Quite a number of schools have been asking students to attend extra class in preparation for the upcoming ‘O’ and ‘A’ Level exams, with some even making it mandatory. In effect, these schools are forcing children to have work weeks unlike adult’s work schedules.
My question is: Is such a method of prepping students ahead of exams relevant in today’s world? Is it even appropriate?
With all the talks on work-life balance in the workforce, it is high time to extend the focus to include students. The practice of forcing students to attend extra class should be scrutinised for its effectiveness in producing excellent results.
As a matter of fact, I believe that it may actually backfire, and instead of the aim for better results, students may score poorer due to the lack of study-life balance.

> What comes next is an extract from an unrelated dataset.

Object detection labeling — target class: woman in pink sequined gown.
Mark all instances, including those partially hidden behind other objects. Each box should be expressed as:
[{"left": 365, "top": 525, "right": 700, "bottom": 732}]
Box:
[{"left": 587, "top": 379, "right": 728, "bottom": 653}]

If students were asked to attend school in the morning and extra classes in the afternoon, it would mean no revision at home as they would be completely drained of all mental energy to absorb more study material. They may seek entertainment, such as TV and gaming, to nurse their stressed mind.
The schools should learn to let go of the gas pedal when it comes to students’ academic performance. Young people have their sense of agency; it should not be the duty of an external force, such as teachers or parents, to propel them to study hard.
The job of a school is to make it abundantly clear to the students that it is their responsibility to attain all the necessary credits. As such, I hope these extra classes are made optional as the stress that comes with them may be detrimental to students’ mental health.
The same can be said about homework. There is an urgent need to rethink our education system. With the 4th Industrial Revolution in our midst, working smart counts more than working hard. Jobs that require “hard work” will soon be replaced by robots and artificial intelligence. What we need right now more than ever is to train the next generation to think smart.
We can begin by providing tools for these youngsters to forge a balance between studies and living.